The mechanism of action of the GK prostheses has been the subject of some debate. It is thought that implantation into the intersphincteric space plays a key role as it bulks up the size of the anal sphincter, the result being an improved seal of the anal canal at rest and potential improvement of anal resting pressure [11]. In the context of an IAS defect, an implant placed adjacent to the defect provides symmetry and improved configuration of the anal canal [30]. In a recent study from Ratto’s group, Grossi et al. suggests that ‘morphofunctional changes in EAS may lead to improved squeeze function after GK implant’ [31]. This function of GK may therefore be of potential benefit to patients with urge and mixed incontinence, rather than passive incontinence.

Crucially, the intersphincteric location of implant deployment potentially prevents migration or extrusion in comparison to deployment in the submucosal space. Implantation in the mid to upper anal canal is also vital. The quick expansion of GK after deployment also theoretically reduces risk of migration. In this study, 2 patients were observed to have 1 partial prosthetic migration and 3 patients had between 1 and 3 non-detectable implants suggestive of complete prosthetic migration (12.5% patients). Re-implantation was performed for 2 patients at 2 years following their primary procedure with no difference in sustained long-term efficacy in comparison to other patients. Studies report frequent prosthesis migration and it has been suggested that incorrect positioning, the virtual space and stretching during defecation can all contribute to implant displacement [32]. Our rate of prosthesis migration was indeed lower than that observed in the literature which reportedly range between 14 and 71% [12, 32]. Interestingly, it should be considered that the displacement of prostheses is potentially the main cause for decline in therapeutic effect [21, 27, 32, 33]. The low prostheses displacement rate observed in this study could explain the sustained long-term efficacy beyond 5 years, although a further EAUS assessment would give a more accurate evaluation of this observation.

This study has a number of limitations, one of which is the relatively small sample size. Another limitation of this study is that not all patients completed their 5 year follow-up. However, the patients that completed the assessments at 5 or more years showed sustained long-term clinical improvement. Based on these results, it is expected that the other patients would have similar outcomes. Since this study is based on the experience of a single colorectal unit, the results may not necessarily translate to other centres.

While this study was being performed the GK was further developed into the SphinKeeper™ (SK) [34]. The SK differs from the GK in terms of the increased size and number of prostheses, the arrangement of these prostheses being not dissimilar to an artificial anal sphincter.
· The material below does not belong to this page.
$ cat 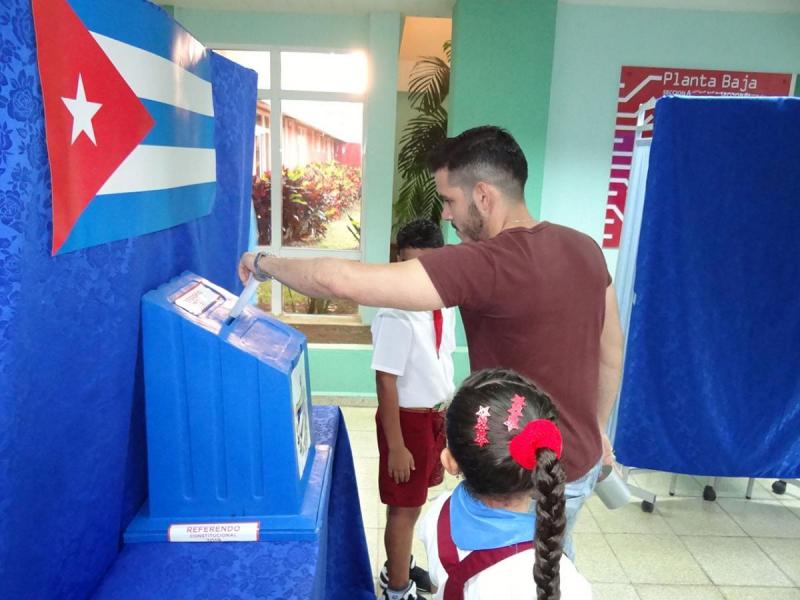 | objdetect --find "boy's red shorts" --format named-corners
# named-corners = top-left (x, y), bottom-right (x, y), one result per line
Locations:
top-left (375, 408), bottom-right (446, 507)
The properties of the SK could potentially allow it to be employed in patients with FI of diverse aetiologies, potentially treating patients with larger anal sphincter defects, in view of the improved sphincter contractility with SK when compared to GK [35]. Given the improved long-term sustained results in our patients we anticipate that patients who undergo the SK procedure will have similarly good outcomes. However, this will need to be assessed in further studies.

Conclusions

The key findings of this study are that the GK implant is a safe approach to managing passive FI and can provide long term sustained improvement in patient symptoms. We have demonstrated the advantages of the procedure in that it is minimally invasive, reproducible and has minimal complications. The results were maintained over time and, as demonstrated in this study, efficacy can last beyond 5 years.